Typology

Southern Seminary recently came out with their latest issue of their journal, Southern Baptist Journal of Theology and for this issue all of the essays are centred around typology. I think one of the strengths of SBJT is that the essays typically have a particular focus or a uniting theme. It is a bonus to see my friend Matt Emerson as one of the co-contributors in his and Peter Link’s essay “Searching for the Second Adam: Typological Connections between Adam, Joseph, Mordecai, and Daniel.” With five girls, I don’t know how he does it.

With an issue like typology, there is much disagreement. Stephen Wellum’s opening editorial essay helpfully notes that Christians do read the Scriptures typologically, but that they disagree about how it should be done. Not every essay in the journal approaches a typological reading in the same way, but Wellum tries to describe the broad contours in which the contributors work.

First, Wellum defines typology as “the study of the relationship between Old Testament revealed truths of persons, events, institutions which God has specifically designed to correspond to, and predictively prefigure their intensified ‘anti-typical’ fulfilment in Christ and his people” (p. 6). And second, he argues that typology is rooted in history and text, prophetic and predictive, escalates, and progresses covenantally.

Wellum’s description raises a question for me on whether there is a difference between the typological reading that Wellum proposes and what I call narrative patterning, where an author or authors pattern narrative plots and characters after previous plots and characters as a way to provide implicit commentary. Because they seem very similar. For example, Adonijah’s attempt at assuming the throne during David’s waning years is explicitly shaped after Absalom’s attempt at taking the throne from David (cf. 1 Kgs 1:5–6, 9 with 2 Sam 14:25; 15:1; 17:17). It is difficult to imagine this as being prophetic or escalating. It seems to be a way to implicitly comment on Adonijah’s actions.

So is typology then an explicitly Christological reading? And therefore, a kind of a narrative patterning that is Christological in focus but also must be understood as prophetic and predictive, escalate, and progress covenantally?

4 thoughts on “Typology

  1. Thanks for pointing this out… The distinction is fuzzy in my own brain, but now that I’m cognizant of it I can try to refine my own understanding. To your final questions I believe that I answer “Yes.” ‘Typology’ is a term reserved for Christological antitype. I.E. The Temple is a narrative pattern (covenantally developed and escalated from garden and tabernacle); the antitype is Jesus incarnate. But a further question comes when there are ‘other’ final fulfillments: i.e. the world, the land, Jerusalem… the New Earth & the New City Jerusalem. Jesus isn’t the antitype to this pattern, the church is. So what word do we have to designate “final fulfillments” which climax a narrative pattern in something other than Christ?

    • Thanks, for the comment Emmanuel. I’m not sure what the answer is. I do think it is important to make some distinctions because it is clear that patterning is a literary technique that gets used in ways that don’t necessarily match up with the common definition.
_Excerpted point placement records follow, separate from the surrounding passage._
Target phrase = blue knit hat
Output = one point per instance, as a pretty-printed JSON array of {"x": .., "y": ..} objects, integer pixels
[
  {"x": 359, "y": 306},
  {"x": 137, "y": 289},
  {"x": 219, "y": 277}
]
  2. Thanks for this intriguing post. To clarify: are you suggesting that narrative patterning can or can’t be prophetic/predictive? Your second-to-last paragraph seems to put these in tension, but then in your final paragraph you ask if they go together. I am wondering if typology is prophetic/predictive and thus prospective, while narrative patterning is not prophetic/predictive but is retrospective. Adonijah points backwards to Absalom; Absalom does not point forward to Adonijah. On the other hand, I think I would want to say that Christ points backwards to David, *and* David points forward to Christ. Could this prospective/anticipatory vs. retrospective/reflective get at the difference between narrative patterning and typology?

    • Thanks for the reply, Clay. I’m not sure of the answer. It seems to me that narrative patterning is a prevalent literary technique that provides implicit commentary, but isn’t intended to be read in a prophetic or predictive way. Typological readings seem to be similar in technique, but are read prophetically. I’m wondering how one distinguishes between the two. It’s something I need to think more about.